The look of vague insult almost made him smile. “Of course I did.”
“Then it’s a win-win for us both.” Please, say yes.
She fidgeted, and he was sure she was trying to come up with some excuse. “Well, if you truly don’t mind and don’t think they’d mind, I’d certainly appreciate some referrals.”
Zach held in his whoop of relief. “Of course I don’t mind. What are friends for? I’d love to get to really catch up while you’re here. It’s been ages.”

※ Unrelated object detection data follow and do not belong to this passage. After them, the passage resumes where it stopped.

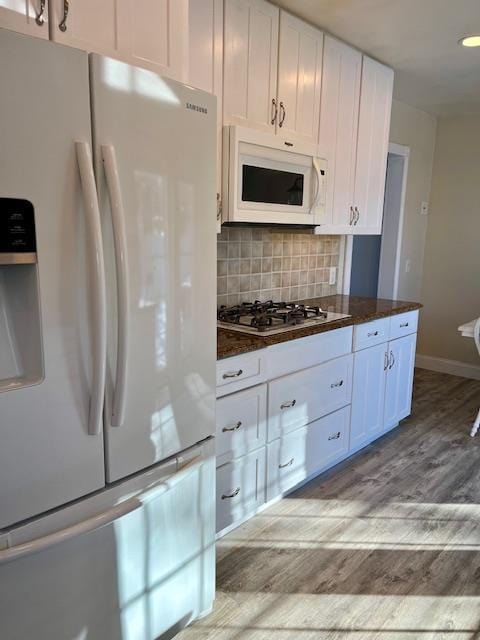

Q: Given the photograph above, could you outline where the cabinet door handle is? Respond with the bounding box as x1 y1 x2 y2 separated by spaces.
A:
270 98 281 126
222 369 243 380
278 102 287 127
278 458 295 469
35 0 46 27
222 420 242 433
58 0 70 33
388 351 395 369
328 431 342 440
222 487 240 500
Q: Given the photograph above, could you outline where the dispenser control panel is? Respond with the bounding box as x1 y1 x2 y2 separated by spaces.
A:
0 198 37 254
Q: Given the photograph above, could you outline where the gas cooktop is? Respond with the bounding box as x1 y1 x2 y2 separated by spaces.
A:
217 300 350 335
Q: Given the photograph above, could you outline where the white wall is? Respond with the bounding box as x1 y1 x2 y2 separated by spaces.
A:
418 116 480 365
390 100 437 302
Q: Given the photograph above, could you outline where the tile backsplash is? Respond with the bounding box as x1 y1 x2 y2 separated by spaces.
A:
217 227 340 306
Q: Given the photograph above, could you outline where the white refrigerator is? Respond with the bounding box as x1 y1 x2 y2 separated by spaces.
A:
0 30 216 640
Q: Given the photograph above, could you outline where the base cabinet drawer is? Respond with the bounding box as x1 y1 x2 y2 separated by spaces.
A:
267 406 350 500
353 318 390 351
265 327 353 378
268 354 353 442
390 311 418 340
217 351 266 397
216 447 266 533
215 384 267 465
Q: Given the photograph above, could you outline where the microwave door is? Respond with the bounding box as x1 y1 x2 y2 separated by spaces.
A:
237 156 313 222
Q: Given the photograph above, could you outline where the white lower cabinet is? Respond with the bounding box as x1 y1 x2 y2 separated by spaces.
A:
384 333 417 431
216 318 418 534
350 324 417 452
215 384 267 465
350 344 388 451
217 447 265 532
267 406 350 500
268 354 353 442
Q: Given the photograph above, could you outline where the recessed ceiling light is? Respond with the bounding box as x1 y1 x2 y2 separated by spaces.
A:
460 35 480 47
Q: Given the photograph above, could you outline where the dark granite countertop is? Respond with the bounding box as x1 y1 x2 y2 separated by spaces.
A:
217 295 422 360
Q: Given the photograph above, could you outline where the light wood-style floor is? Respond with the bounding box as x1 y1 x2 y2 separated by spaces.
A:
178 369 480 640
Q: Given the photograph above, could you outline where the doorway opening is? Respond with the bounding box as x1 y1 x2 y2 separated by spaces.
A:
343 143 410 300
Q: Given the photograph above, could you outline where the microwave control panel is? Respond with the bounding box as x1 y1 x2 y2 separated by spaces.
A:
0 198 37 254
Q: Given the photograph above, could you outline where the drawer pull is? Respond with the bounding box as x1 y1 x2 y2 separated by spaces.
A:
388 351 395 369
328 431 342 440
222 420 242 433
222 487 240 500
222 369 243 380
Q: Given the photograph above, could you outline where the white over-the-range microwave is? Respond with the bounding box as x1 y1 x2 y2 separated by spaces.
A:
223 126 328 226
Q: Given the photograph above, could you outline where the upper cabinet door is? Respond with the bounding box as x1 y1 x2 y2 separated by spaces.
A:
50 0 120 56
277 11 323 144
117 0 188 82
51 0 188 81
223 0 279 132
0 0 48 39
187 0 223 224
354 56 393 234
187 0 223 95
319 36 362 233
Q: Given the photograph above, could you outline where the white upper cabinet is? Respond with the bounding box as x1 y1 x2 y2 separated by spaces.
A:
187 0 223 95
186 0 223 232
116 0 188 81
50 0 188 80
223 0 279 132
0 0 48 39
50 0 121 56
354 56 393 234
277 11 323 144
319 36 362 233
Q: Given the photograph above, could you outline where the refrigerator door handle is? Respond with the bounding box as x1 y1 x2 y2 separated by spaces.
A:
101 145 130 427
0 455 204 566
0 497 142 566
75 142 107 436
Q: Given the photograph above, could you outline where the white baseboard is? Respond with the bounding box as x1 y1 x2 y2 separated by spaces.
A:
415 353 480 380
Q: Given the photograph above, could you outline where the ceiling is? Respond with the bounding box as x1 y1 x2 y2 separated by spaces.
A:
274 0 480 116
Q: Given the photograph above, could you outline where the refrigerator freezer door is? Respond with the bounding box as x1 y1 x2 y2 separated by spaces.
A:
0 30 104 528
90 55 216 481
0 440 215 640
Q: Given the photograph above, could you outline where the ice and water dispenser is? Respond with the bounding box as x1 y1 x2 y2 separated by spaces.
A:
0 198 43 393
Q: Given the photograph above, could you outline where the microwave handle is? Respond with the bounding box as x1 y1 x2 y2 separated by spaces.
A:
310 157 322 213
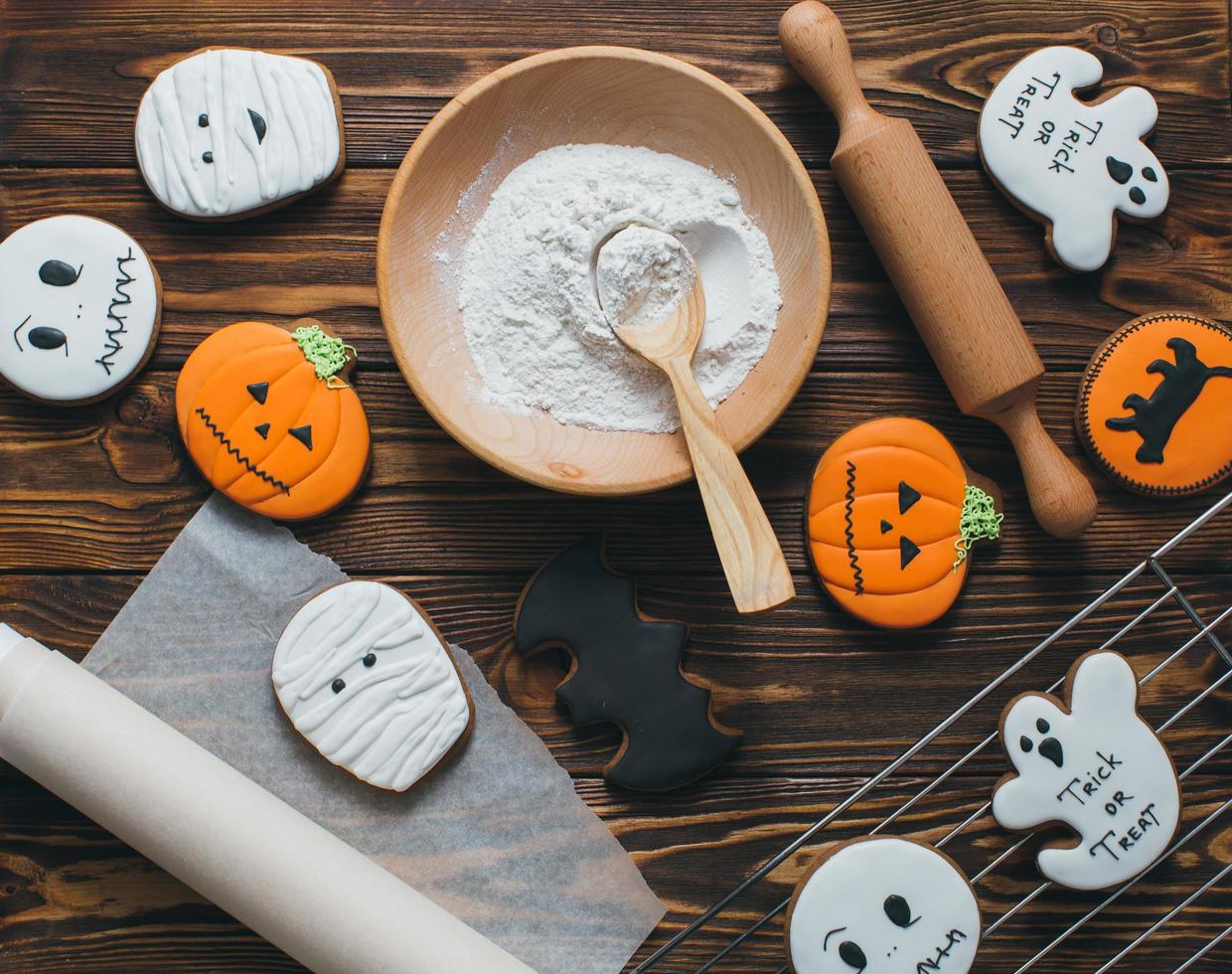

Again that…something flashed across her face, but she stepped up to the counter to place her order. By the time she’d finished chatting easily with the barista and paid, he’d already mentally rearranged things in his studio to accommodate another photographer and started a list of ways to remind her of all the reasons they’d been friends in the first place.
Grabbing the paper bag and tray of coffees, she turned toward him, smiling again. “I’d love to catch up while I’m here. But later. I promised Mom brownies and a mocha, and I already ran into Mrs. Landon on the green, so I’ve taken longer than I meant to.”
Squashing the disappointment that they couldn’t start that catching up now, he pasted on his own smile. “Of course. Give your mom my best. And come on by the studio tomorrow. I’ll give you the grand tour. It’ll be nice to share it.”
“Looking forward to it.” She lifted the bag in a sort of wave and headed out the door.
As he watched her go, Zach couldn’t quite shake the feeling that she was running. With luck, he’d eventually suss out why.